On the flip side of this internal debate (I love to do this to myself), without having to give constant assignments and trusting the answers were truly their own, how was I going to make sure my students understood the content being discussed at the moment?
Here are two ways I changed up how I use popsicle sticks.
Pass or Play
One day, as a spur of the moment thing, I decided to use the sticks a bit differently. I told my students we were going to play Pass or Play. I would ask them a question about the content/subject matter we were working on at the time, and draw a stick. If they didn’t know the answer, they could pass, I would put their stick back in the jar to be drawn again randomly later on. On the second draw, they would have to answer whatever question was being asked, which may or may not be the same question, depending on whether I drew their stick twice in a row or not. If they knew the answer, they could give it, or play.

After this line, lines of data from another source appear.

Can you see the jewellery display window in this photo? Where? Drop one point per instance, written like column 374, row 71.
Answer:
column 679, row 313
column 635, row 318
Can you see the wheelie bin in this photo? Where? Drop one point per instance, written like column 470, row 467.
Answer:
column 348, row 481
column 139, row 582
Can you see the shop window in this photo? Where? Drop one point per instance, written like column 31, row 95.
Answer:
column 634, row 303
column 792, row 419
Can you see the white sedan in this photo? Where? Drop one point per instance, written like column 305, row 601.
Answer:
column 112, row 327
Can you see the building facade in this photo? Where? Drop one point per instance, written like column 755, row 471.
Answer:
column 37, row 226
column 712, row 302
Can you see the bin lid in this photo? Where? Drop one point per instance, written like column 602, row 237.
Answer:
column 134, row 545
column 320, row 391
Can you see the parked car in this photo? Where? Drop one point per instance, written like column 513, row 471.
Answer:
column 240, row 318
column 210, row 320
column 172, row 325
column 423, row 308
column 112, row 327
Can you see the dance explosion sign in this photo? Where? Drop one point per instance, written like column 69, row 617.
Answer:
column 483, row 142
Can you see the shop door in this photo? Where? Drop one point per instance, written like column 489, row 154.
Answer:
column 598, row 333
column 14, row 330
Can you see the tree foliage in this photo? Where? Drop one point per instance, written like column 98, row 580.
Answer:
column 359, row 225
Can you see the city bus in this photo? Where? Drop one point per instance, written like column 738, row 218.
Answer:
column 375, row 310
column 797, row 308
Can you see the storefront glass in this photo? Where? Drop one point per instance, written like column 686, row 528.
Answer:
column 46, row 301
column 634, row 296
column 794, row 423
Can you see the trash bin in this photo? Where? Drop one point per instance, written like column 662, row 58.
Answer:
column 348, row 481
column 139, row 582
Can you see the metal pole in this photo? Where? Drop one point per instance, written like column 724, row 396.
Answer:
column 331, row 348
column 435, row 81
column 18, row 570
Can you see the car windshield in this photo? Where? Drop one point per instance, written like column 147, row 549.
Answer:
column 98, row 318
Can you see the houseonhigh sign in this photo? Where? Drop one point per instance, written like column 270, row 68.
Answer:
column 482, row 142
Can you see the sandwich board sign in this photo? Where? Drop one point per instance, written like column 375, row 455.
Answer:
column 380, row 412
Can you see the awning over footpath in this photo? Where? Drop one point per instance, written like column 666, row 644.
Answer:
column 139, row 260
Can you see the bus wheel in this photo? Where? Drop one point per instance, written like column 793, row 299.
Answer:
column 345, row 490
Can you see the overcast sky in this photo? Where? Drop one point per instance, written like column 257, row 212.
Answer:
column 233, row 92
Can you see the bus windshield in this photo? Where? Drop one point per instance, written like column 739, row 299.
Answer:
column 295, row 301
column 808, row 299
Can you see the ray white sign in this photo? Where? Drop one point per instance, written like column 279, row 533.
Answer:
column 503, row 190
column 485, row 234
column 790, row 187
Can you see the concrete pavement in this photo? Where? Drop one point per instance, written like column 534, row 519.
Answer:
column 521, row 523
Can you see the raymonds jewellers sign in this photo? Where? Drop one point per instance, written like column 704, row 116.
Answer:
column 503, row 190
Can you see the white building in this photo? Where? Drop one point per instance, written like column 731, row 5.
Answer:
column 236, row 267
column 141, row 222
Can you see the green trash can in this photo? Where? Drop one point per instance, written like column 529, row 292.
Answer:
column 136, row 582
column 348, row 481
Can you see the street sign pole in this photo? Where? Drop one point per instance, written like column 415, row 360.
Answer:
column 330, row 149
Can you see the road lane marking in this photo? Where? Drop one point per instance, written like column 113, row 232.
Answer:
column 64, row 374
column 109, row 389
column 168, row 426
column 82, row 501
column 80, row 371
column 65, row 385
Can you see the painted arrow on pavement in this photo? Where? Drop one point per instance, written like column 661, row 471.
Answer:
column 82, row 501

They were so excited to be playing a game! Many were eager to see if their stick was drawn and if they would be ready for the question. If it was a question they were allowed to use a book or their notes, some would be furiously looking through whatever resource they could use as I shook the jar of sticks and started to draw, wanting to be ready to give their answer (I always give the question first and a bit of time for them to think about or find the answer before I draw a stick, again to alleviate some of that anxiety). Some would already know the answer, and would be raising their hand (even though there’s no need, just out of habit). A few were still sitting and/or staring into space (there almost always will be one or two), but for the most part, everyone was engaged and excited about the sticks.
Why were they excited?
They had a choice.
It was up to them if they were going to answer the question or not. If they knew the answer, they could give it, and their stick would no longer be in play, and I moved onto the next question and next stick. For some, that was a relief. For others, they would beg me to put their stick back in so they could keep playing (I don’t put them back in until all sticks have been used). If they weren’t ready with an answer, they could pass and I would draw the next stick. I always remind them to look for or try to think of or find an answer to give in case I immediately draw their stick again. It’s always quite humorous when I draw their stick back to back. The groans and laughter of getting ‘caught by the stick’ is amusing. I tell them the sticks REALLY want to know what they are thinking, and they smile and give an answer (on those rare occasions I’ve got a really stubborn, shy student that will try to wait things out and not give an answer, I just tell them their stick will go back in and keep getting pulled for all eternity, or just try an answer, right or wrong, so we can all learn from it…it generally works and gets them to answer…eventually). It’s lighthearted and fun. If they got it wrong, it was okay, I still took their stick out of play. They had tried to answer, and I knew they may be having trouble with that concept or perhaps just didn’t understand the question.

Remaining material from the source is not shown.